Wij waren nieuwsgierig naar de drie Challenger-teams en zochten ze op in of in de buurt van hun eigen omgeving. Voor het Twentse team waren we nog op tijd om de auto te aanschouwen in het Fanny Blankers Koen-stadion. Delft en Leuven hadden hun auto's al op transport naar Australië gesteld, maar wat er overblijft na de intensieve voorbereiding laat voldoende sporen na voor een goed gesprek.
De race toen en nu
Voordat we ingaan op de uitdaging waarmee de deelnemende diverse teams zich dit keer geconfronteerd zagen, beschrijven we in het kort de geschiedenis van de World Solar Challenge.
De race werd voor het eerst gehouden in 1987. Het was de opvolger van een door Hans Thostrup bedachte reis van 4052 kilometer dwars door Australië, van Perth naar Sydney. Thostrup, een Deen die zich in de jaren zeventig van de twintigste eeuw steeds bewuster werd van het energieprobleem, bouwde een van de eerste zonnewagens ooit: de Quiet Achiever. Met de door oliemaatschappij BP gesponsorde wagen legde hij de reis in twintig dagen af in december 1982 en januari 1983. De gemiddelde snelheid was slechts 23km/h. Uiteindelijk mondde het succes van de rit uit in de organisatie van de eerste World Solar Challenge in 1987.

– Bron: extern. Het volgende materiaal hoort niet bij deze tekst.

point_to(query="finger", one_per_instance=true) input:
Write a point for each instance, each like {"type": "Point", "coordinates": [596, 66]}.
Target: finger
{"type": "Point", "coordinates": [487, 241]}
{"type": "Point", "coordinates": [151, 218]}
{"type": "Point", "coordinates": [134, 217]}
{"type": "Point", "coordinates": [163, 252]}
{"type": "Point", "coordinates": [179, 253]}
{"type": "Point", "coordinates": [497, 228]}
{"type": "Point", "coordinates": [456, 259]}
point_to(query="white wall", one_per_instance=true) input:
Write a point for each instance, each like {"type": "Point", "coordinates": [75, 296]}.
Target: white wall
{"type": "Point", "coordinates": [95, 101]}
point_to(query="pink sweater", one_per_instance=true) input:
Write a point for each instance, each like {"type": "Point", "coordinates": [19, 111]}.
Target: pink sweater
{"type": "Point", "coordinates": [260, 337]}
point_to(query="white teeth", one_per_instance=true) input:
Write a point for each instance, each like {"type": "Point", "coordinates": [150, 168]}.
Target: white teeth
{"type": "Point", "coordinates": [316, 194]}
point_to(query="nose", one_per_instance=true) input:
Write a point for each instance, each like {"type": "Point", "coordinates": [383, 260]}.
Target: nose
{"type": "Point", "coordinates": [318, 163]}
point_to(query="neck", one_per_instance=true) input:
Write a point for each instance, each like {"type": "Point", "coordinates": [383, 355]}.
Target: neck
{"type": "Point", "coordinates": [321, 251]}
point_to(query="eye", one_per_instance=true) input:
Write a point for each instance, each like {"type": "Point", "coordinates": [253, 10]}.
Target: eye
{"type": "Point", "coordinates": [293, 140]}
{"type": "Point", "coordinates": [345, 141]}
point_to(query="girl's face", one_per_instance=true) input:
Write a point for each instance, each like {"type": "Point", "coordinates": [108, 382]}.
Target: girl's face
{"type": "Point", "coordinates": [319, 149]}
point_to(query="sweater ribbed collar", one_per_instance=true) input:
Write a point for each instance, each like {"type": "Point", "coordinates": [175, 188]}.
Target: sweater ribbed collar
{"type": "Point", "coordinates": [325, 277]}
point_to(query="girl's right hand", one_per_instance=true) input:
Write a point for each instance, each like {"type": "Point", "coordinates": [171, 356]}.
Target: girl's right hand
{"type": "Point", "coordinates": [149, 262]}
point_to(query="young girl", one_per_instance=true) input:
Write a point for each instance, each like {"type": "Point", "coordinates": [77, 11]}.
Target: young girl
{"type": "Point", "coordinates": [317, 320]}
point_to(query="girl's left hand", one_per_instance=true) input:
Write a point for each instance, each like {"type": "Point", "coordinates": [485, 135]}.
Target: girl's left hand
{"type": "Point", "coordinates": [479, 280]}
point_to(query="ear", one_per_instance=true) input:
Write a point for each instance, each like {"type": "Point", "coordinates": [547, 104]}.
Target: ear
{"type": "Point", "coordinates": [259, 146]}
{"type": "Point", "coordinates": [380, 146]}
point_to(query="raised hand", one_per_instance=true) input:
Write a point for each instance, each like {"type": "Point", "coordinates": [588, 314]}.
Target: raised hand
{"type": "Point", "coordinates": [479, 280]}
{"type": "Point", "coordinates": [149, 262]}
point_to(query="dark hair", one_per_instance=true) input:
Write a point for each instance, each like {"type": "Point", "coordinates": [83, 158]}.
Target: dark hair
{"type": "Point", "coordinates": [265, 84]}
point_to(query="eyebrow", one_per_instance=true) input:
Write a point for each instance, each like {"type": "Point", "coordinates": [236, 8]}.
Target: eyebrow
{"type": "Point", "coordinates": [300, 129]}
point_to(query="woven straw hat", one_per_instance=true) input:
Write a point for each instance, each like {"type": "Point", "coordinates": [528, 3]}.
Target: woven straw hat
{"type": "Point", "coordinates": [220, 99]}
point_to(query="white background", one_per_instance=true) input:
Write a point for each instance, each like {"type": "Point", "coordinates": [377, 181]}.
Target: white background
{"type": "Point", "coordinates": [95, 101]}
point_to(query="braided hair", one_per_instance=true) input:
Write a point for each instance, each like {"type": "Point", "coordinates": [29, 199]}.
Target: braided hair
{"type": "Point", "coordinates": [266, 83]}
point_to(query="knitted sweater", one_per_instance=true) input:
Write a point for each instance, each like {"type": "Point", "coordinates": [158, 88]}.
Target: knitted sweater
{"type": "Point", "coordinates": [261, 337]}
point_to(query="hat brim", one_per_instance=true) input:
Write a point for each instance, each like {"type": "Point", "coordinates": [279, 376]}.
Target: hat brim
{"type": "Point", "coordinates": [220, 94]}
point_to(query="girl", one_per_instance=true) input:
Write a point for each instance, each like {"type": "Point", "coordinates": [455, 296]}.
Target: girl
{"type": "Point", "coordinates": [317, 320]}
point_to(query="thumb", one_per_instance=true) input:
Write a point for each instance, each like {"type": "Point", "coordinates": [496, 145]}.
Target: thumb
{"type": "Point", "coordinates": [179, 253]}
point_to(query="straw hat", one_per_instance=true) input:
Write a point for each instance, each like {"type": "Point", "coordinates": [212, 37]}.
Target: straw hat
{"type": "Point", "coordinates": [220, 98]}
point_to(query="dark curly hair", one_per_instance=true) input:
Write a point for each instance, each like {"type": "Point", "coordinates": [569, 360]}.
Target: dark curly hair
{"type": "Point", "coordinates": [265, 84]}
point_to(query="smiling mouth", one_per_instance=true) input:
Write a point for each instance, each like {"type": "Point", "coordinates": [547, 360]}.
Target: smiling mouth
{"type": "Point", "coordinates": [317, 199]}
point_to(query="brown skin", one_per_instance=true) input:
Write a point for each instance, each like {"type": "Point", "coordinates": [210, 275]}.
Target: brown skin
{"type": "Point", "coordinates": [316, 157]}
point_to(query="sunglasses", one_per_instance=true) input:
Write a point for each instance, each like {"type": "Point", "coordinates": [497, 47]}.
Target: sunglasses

Het parcours van de World Solar Challenge was wel anders dan Thostrups traject, namelijk van Darwin naar Adelaide, waardoor het zonlicht aan beide zijden van de auto invalt. Voor de start in Darwin worden de startposities van de teams bepaald aan de hand van een competitie in die stad. Het doel is steeds zo ver mogelijk te rijden tussen het vertrek om acht uur 's morgens en vijf uur 's middags. Vervolgens kamperen de teams waar ze op dat moment zijn, meestal midden in de woestijn. Voor het vertrek mogen de auto's in de Challenger-klasse vijf kilowattuur aan energie opgeslagen hebben, wat over het algemeen overeenkomt met de maximale capaciteit van de accu. Alle andere energie moet komen van de zon of worden teruggewonnen vanuit overgebleven kinetische energie in de auto. Dat laatste gebeurt meestal door het terugwinnen van de remkracht.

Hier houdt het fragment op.